Reputation: 11
I was trying to fine-tune gemma2 2b model on my own dataset for sequence classification tasks. But when I was testing the model, I found that after I plugged in the attention_mask to the model, the loss becomes Nan.
Here is my code
from peft import get_peft_model, LoraConfig, TaskType
from transformers import (AutoTokenizer,Gemma2ForSequenceClassification,DataCollatorWithPadding)
import torch
temp = Gemma2ForSequenceClassification.from_pretrained(
"gemma2b",device_map="auto",torch_dtype=torch.bfloat16)
peft_config = LoraConfig(
task_type=TaskType.SEQ_CLS,
inference_mode=False,
r=8,
lora_alpha=32,
lora_dropout=0.1,
target_modules=['down_proj','o_proj','k_proj','q_proj','gate_proj','up_proj','v_proj']
)
model = get_peft_model(temp, peft_config)
model.print_trainable_parameters()
tokenizer = AutoTokenizer.from_pretrained("gemma2b")

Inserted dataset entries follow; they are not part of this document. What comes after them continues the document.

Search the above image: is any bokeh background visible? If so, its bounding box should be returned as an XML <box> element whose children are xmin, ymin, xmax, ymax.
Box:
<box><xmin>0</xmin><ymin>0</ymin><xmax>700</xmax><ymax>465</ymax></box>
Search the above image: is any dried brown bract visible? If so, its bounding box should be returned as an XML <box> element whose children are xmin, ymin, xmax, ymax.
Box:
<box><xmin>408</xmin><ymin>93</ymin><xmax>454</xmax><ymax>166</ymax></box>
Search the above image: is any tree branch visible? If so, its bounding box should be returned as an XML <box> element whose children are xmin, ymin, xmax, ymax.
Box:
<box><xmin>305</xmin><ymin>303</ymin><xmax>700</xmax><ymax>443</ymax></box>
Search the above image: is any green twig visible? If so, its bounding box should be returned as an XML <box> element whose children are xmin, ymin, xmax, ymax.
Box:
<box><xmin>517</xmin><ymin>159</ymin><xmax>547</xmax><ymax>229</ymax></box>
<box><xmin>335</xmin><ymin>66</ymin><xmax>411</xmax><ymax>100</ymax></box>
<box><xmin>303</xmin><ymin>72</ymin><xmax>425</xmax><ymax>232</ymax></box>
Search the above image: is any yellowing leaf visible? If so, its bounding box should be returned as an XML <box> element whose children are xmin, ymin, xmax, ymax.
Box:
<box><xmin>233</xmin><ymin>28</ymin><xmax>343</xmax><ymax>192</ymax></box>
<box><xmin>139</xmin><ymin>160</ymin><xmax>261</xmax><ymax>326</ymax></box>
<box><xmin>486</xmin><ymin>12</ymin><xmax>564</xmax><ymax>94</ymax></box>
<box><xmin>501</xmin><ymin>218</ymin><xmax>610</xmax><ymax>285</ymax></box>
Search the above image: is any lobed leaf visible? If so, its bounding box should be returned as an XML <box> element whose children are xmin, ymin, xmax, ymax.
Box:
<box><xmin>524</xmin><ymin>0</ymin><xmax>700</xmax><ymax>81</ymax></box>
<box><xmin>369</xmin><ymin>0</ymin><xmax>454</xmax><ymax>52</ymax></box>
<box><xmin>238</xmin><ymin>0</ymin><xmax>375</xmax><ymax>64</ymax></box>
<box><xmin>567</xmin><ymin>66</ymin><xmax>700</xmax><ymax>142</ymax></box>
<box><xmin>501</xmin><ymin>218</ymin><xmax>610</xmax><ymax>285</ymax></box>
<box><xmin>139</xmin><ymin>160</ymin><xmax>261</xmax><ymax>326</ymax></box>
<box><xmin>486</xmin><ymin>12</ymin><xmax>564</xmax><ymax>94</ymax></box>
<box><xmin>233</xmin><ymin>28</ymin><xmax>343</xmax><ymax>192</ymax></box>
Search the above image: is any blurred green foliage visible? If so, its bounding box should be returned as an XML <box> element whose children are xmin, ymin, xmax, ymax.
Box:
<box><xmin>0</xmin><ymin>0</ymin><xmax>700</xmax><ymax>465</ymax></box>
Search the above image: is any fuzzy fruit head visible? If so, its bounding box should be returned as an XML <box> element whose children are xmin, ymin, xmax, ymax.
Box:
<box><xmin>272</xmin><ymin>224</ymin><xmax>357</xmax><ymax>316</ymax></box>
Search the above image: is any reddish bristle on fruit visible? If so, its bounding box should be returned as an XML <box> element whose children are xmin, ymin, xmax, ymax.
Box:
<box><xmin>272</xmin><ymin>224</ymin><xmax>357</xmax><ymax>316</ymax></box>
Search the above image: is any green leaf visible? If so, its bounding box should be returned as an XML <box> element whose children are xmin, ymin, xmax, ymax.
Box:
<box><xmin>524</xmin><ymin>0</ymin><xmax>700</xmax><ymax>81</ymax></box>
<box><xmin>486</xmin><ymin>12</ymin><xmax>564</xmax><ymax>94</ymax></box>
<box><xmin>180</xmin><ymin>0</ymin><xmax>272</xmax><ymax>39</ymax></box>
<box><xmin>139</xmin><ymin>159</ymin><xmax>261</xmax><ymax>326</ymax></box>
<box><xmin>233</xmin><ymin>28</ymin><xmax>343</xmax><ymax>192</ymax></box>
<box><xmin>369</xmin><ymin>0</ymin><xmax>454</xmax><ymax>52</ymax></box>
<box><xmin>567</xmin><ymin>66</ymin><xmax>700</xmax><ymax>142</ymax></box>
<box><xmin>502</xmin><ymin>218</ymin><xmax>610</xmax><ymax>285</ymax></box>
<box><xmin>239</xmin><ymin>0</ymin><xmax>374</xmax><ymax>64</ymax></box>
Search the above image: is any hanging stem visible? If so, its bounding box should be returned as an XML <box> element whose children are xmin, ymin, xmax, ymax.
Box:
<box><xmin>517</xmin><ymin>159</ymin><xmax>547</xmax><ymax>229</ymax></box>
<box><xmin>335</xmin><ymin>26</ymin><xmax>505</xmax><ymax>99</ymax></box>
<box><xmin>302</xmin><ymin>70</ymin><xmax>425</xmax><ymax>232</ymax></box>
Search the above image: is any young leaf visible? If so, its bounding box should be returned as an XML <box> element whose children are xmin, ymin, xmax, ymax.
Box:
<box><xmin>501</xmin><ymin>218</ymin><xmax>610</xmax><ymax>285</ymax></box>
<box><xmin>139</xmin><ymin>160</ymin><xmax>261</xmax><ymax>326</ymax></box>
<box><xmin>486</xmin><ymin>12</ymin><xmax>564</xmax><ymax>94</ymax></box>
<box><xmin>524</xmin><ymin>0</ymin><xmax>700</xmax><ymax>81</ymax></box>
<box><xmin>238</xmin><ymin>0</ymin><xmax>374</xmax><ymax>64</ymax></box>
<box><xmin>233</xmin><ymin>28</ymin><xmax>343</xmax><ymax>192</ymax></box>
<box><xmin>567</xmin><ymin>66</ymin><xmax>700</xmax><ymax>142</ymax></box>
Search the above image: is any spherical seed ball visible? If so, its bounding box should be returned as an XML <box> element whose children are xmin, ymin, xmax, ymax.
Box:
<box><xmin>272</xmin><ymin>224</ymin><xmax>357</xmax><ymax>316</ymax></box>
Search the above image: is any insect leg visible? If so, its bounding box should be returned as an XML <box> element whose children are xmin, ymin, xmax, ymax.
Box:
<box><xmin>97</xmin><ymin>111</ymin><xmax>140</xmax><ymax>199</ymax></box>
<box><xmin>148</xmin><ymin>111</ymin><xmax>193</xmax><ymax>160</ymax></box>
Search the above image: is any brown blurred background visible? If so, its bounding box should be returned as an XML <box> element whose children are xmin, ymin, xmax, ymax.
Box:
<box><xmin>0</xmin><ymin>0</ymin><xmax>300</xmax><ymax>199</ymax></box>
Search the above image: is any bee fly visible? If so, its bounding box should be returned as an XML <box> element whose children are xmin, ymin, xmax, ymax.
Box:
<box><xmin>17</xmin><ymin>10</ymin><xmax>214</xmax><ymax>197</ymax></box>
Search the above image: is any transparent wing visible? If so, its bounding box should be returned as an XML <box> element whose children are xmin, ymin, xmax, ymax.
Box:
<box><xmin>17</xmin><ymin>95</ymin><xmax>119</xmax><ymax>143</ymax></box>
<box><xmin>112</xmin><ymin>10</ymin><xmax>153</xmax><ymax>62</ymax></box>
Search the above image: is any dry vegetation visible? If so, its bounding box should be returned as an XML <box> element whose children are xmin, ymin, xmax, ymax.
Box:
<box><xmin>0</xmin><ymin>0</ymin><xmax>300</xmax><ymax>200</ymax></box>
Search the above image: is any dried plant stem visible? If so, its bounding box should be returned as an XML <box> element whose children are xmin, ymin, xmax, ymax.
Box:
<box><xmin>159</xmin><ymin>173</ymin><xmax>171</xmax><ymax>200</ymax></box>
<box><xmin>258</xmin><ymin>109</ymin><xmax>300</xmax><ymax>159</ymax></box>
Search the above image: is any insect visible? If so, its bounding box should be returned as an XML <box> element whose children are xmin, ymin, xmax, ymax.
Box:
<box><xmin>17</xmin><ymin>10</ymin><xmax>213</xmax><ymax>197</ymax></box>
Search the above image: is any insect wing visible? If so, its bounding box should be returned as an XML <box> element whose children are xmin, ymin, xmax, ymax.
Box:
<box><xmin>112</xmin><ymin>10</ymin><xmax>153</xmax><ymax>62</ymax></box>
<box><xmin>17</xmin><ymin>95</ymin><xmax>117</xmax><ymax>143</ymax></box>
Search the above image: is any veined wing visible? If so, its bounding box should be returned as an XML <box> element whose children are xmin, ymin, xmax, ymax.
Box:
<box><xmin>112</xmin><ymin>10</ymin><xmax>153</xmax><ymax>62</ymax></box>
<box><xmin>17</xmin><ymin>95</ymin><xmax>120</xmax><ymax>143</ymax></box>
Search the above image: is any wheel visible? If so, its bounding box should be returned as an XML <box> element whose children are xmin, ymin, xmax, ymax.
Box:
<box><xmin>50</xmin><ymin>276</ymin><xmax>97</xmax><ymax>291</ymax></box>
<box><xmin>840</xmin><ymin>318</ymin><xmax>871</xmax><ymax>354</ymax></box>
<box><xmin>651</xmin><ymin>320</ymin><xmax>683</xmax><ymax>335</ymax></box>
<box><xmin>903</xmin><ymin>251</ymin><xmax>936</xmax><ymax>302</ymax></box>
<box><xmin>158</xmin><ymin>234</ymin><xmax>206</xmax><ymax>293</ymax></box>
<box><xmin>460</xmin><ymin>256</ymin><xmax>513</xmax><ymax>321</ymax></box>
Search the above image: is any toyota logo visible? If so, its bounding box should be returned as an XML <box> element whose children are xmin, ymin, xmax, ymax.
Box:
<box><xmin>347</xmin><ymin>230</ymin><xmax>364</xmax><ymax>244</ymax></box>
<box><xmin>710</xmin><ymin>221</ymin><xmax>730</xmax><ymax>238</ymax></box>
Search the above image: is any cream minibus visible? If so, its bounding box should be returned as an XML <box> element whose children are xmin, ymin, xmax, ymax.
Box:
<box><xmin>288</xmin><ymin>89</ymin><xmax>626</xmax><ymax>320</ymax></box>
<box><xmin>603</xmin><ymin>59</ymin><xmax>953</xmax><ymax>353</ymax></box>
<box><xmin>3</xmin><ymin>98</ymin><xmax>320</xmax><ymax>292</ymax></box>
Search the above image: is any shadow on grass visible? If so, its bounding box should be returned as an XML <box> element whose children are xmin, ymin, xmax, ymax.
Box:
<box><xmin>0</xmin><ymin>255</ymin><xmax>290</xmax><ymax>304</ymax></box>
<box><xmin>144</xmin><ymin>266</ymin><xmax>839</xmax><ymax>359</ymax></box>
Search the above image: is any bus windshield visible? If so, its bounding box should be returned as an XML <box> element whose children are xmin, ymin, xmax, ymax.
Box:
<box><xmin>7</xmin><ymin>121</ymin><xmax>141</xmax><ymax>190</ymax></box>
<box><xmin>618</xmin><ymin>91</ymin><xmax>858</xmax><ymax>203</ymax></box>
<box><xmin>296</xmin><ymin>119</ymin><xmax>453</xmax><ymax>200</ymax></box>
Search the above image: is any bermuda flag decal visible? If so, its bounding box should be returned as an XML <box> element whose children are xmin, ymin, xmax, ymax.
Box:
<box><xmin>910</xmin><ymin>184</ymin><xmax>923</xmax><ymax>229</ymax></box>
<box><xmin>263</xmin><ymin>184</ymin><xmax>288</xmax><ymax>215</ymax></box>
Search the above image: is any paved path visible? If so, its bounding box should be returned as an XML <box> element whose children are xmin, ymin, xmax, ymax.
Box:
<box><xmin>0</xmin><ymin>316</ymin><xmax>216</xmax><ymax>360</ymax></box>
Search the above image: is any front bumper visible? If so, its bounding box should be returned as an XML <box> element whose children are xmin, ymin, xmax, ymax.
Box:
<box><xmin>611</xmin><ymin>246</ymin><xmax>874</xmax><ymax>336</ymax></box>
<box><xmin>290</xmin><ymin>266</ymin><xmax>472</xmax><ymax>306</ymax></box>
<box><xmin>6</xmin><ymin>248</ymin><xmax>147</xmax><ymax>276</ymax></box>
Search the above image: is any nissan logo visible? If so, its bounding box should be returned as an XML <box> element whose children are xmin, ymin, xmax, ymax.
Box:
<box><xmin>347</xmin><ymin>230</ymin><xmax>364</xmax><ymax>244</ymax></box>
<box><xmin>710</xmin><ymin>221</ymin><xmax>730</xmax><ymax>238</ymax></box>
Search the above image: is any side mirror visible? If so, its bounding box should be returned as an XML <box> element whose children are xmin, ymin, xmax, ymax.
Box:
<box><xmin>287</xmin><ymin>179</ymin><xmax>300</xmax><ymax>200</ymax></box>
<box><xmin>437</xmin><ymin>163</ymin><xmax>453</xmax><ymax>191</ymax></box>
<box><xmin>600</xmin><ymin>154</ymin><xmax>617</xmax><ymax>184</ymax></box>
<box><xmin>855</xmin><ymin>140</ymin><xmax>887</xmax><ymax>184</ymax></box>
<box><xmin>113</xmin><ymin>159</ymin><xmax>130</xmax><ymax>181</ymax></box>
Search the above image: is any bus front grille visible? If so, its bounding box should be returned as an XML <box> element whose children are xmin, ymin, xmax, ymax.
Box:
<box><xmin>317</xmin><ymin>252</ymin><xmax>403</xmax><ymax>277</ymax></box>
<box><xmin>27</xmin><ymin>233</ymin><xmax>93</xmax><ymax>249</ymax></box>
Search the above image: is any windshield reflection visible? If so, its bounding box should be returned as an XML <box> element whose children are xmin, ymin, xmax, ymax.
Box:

label=torch.tensor([0]).to('cuda')
raw_t=tokenizer(['I like it too'],return_tensors='pt',padding='max_length',max_length=10).to('cuda')
print(model(input_ids=raw_t.input_ids ,attention_mask=raw_t.attention_mask ,labels=label))
Ane here is the output:
SequenceClassifierOutputWithPast(loss=tensor(nan, device='cuda:0', dtype=torch.bfloat16, grad_fn=<NllLossBackward0>), logits=tensor([[nan, nan]], device='cuda:0', dtype=torch.bfloat16,grad_fn=<IndexBackward0>), past_key_values=None, hidden_states=None, attentions=None)
If I don't plug in the attention_mask, the loss looks fine.
Besides, I noticed that if I don't pad the input to the max_length(attention_mask is all 1s), the problem won't occur.
And if I change the precision to float16, the loss seems normal too.
Could anyone help me solve the problem?
Upvotes: 1
Views: 203
Reputation: 11
This is the problem of the default attention. Applying flash attention could solve this:
https://github.com/huggingface/transformers/issues/32390
Upvotes: 0